Hoe is het mogelijk dat bepaalde, nota bene door de Gemeenschap gefinancierde organisaties vaststellen dat niet alleen de economische activiteiten en het privé‐leven van de EU‐burgers worden bespioneerd, maar met het Echelon‐stelsel zelfs de telecommunicatie‐ en computersystemen van de EU‐instellingen worden uitgekamd. Dit Echelon‐stelsel dringt de internationale telecommunicatiesystemen binnen en verzamelt daar inlichtingen ten gunste van de Verenigde Staten, zoals bijvoorbeeld in het geval van de GATT‐onderhandelingen. Hoe kan de Commissie zomaar verklaren dat zij geen klachten heeft ontvangen?
Hoe is het mogelijk dat de EU over de met de Verenigde Staten gesloten overeenkomst zegt dat daarmee de belangen van de Europese bedrijven worden gediend en onze bedrijven worden beschermd tegen de extraterritoriale wetgeving – zoals de Helms‐Burtonwet voor sancties aan bedrijven die het door de VS aan Cuba opgelegde economische embargo schenden – en mevrouw Albright in het Congres precies het tegendeel verkondigt en zegt dat Europa wel degelijk is onderworpen aan de Amerikaanse wetgeving.
De Europese Unie reageert op deze constante druk van de Verenigde Staten en van de grote belangen met voortdurende concessies. Ook zij gaat door de knie voor precies dezelfde monopolistische belangen.
Zoals uit inlichtingen blijkt, is het antwoord van de Europese Unie op deze onaanvaardbare spionage door de VS van haar computer‐ en telecommunicatiesystemen en meer in het algemeen van haar digitale dienstennetwerk, een besluit tot instelling van een soortgelijk systeem in samenwerking met het FBI. Van democratische controle is hier natuurlijk geen sprake en bovendien zou een dergelijk besluit indruisen tegen de richtlijn inzake bescherming van persoonsgegeven van natuurlijke personen.
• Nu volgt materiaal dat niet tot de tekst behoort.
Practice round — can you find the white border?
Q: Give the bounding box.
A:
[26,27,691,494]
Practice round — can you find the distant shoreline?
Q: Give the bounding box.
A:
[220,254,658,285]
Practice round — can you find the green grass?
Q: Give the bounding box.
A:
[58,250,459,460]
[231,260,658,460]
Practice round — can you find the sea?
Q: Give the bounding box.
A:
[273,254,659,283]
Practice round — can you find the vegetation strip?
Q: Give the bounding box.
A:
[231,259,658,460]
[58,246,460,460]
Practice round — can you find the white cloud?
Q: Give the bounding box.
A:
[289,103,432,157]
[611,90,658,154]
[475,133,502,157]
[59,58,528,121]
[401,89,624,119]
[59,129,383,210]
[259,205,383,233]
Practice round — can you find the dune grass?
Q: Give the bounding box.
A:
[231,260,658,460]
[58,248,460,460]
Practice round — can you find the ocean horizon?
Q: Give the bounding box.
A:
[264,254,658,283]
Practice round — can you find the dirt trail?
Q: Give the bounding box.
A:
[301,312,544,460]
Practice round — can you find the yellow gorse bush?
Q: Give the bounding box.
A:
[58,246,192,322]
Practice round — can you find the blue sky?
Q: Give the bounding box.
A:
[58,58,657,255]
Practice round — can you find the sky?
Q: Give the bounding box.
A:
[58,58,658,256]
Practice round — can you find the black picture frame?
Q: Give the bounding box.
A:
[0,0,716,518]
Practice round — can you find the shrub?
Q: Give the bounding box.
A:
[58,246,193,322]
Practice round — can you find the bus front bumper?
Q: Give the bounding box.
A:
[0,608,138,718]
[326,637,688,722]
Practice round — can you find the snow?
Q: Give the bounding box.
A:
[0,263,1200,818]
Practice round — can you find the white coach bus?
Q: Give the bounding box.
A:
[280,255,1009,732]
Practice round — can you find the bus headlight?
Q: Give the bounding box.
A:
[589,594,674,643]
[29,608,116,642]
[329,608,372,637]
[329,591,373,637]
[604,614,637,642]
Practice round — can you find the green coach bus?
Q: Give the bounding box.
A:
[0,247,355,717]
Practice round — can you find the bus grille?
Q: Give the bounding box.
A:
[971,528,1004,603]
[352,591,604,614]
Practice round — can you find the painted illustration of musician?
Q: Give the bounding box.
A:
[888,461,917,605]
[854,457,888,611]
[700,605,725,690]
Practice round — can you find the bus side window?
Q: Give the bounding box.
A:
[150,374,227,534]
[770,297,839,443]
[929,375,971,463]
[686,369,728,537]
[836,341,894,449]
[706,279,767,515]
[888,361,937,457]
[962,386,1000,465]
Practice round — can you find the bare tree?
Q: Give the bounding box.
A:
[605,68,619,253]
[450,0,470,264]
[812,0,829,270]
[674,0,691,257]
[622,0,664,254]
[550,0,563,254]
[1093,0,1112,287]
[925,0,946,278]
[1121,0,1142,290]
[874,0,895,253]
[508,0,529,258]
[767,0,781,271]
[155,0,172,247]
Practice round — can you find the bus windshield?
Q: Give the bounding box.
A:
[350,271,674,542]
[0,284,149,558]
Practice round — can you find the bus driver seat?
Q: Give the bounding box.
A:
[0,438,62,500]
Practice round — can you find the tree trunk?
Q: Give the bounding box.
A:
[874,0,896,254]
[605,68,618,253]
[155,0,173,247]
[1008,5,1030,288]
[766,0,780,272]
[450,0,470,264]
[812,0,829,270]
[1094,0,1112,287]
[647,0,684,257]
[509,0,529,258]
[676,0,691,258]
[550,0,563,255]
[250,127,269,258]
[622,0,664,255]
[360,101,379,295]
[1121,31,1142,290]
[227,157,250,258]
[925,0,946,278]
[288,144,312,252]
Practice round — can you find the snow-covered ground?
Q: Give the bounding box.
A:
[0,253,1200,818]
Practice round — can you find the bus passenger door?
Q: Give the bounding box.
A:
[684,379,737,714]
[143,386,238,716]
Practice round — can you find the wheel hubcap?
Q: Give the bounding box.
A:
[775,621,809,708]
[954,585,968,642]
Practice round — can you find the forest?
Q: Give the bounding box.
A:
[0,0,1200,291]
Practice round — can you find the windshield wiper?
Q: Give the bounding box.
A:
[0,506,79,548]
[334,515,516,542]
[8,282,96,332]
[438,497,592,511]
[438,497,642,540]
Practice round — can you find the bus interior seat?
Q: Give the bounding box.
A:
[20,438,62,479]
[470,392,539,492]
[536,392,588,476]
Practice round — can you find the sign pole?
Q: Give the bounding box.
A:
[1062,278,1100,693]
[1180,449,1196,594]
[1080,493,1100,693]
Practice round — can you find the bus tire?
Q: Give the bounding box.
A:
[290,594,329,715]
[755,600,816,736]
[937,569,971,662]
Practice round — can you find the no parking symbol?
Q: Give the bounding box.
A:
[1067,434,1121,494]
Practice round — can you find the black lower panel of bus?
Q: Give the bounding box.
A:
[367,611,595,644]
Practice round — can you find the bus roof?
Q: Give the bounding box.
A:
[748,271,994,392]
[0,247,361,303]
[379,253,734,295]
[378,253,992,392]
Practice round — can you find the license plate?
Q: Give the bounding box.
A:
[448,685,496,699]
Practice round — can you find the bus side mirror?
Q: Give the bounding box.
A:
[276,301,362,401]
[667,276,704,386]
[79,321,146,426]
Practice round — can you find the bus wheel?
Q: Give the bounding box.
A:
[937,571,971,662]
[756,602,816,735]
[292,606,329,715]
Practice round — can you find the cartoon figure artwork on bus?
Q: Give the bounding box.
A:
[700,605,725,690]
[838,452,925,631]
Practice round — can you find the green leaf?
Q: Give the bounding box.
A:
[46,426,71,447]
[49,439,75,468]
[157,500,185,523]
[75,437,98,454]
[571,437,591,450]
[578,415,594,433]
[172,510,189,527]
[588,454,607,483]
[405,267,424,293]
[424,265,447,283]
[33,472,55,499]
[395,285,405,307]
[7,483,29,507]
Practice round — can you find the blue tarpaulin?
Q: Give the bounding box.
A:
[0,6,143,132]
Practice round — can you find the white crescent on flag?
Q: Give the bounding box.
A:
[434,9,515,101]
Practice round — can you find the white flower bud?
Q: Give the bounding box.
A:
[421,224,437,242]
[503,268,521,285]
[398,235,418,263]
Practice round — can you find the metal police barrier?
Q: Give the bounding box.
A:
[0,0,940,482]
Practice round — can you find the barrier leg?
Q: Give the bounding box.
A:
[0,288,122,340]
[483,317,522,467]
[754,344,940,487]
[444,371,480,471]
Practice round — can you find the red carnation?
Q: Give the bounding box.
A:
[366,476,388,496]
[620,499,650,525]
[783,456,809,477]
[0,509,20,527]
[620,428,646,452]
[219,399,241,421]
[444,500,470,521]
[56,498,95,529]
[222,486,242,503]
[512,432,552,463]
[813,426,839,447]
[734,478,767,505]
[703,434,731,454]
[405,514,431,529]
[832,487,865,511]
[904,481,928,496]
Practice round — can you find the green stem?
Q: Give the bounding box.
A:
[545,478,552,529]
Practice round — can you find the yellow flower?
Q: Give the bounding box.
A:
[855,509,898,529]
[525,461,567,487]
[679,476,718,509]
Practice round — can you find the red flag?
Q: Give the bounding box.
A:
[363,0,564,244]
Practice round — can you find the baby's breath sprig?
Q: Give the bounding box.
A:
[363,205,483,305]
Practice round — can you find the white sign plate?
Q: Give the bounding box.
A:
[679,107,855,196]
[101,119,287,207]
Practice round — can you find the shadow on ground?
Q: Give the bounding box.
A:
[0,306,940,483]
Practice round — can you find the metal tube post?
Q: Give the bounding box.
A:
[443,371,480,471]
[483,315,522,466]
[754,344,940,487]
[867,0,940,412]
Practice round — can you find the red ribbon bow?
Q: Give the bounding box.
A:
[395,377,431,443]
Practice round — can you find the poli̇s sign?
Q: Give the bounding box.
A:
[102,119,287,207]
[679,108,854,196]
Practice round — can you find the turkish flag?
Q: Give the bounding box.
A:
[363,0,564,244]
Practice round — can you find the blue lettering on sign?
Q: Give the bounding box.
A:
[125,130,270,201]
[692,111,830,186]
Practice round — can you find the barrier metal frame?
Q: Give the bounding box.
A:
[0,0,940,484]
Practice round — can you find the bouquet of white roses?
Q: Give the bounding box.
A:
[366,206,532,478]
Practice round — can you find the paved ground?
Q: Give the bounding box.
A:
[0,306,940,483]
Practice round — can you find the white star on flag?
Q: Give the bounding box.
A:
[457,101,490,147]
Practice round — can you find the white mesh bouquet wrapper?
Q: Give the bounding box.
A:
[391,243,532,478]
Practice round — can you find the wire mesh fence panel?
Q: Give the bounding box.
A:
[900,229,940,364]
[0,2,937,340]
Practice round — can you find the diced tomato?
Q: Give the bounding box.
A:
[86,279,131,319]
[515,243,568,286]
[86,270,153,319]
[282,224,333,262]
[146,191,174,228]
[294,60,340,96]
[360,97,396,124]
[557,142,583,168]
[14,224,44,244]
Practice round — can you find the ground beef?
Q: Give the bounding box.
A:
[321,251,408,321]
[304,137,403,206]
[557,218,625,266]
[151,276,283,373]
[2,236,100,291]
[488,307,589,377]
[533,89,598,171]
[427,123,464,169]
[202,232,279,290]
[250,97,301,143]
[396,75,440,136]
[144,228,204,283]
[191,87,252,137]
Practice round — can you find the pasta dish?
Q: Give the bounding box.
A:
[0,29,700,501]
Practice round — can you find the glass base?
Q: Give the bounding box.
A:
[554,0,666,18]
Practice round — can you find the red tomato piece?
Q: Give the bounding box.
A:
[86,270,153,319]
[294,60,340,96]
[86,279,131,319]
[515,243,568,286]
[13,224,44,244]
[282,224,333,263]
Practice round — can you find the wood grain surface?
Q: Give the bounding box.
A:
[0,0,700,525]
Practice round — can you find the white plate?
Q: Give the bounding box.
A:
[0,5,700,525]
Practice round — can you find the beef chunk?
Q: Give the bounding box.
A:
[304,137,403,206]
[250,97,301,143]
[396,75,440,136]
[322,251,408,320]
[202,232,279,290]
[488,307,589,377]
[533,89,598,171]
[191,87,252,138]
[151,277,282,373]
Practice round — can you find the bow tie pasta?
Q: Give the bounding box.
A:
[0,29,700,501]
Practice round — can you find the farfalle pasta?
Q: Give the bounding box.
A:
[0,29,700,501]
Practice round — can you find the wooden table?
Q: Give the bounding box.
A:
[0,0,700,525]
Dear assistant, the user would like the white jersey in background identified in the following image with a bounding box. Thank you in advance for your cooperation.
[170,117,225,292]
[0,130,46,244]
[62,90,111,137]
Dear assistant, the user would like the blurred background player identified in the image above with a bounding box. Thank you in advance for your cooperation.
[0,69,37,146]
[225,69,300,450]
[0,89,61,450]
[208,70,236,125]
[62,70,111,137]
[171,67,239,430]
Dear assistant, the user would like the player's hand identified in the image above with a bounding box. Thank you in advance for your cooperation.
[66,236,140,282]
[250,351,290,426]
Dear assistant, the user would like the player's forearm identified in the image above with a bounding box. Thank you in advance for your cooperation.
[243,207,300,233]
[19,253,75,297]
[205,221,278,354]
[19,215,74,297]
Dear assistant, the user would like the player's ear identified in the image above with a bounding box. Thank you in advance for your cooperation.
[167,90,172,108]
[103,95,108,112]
Het doel van een dialoog moet de economische groei ten gunste van de werknemers zijn, de bestendiging en uitbreiding van de democratische rechten en arbeidsrechten van de werknemers in zowel de Europese Unie als de Verenigde Staten. Daarbij mag men niet uit het oog verliezen dat de twee betrokken partijen elkanders grootste handelspartners en investeerders zijn.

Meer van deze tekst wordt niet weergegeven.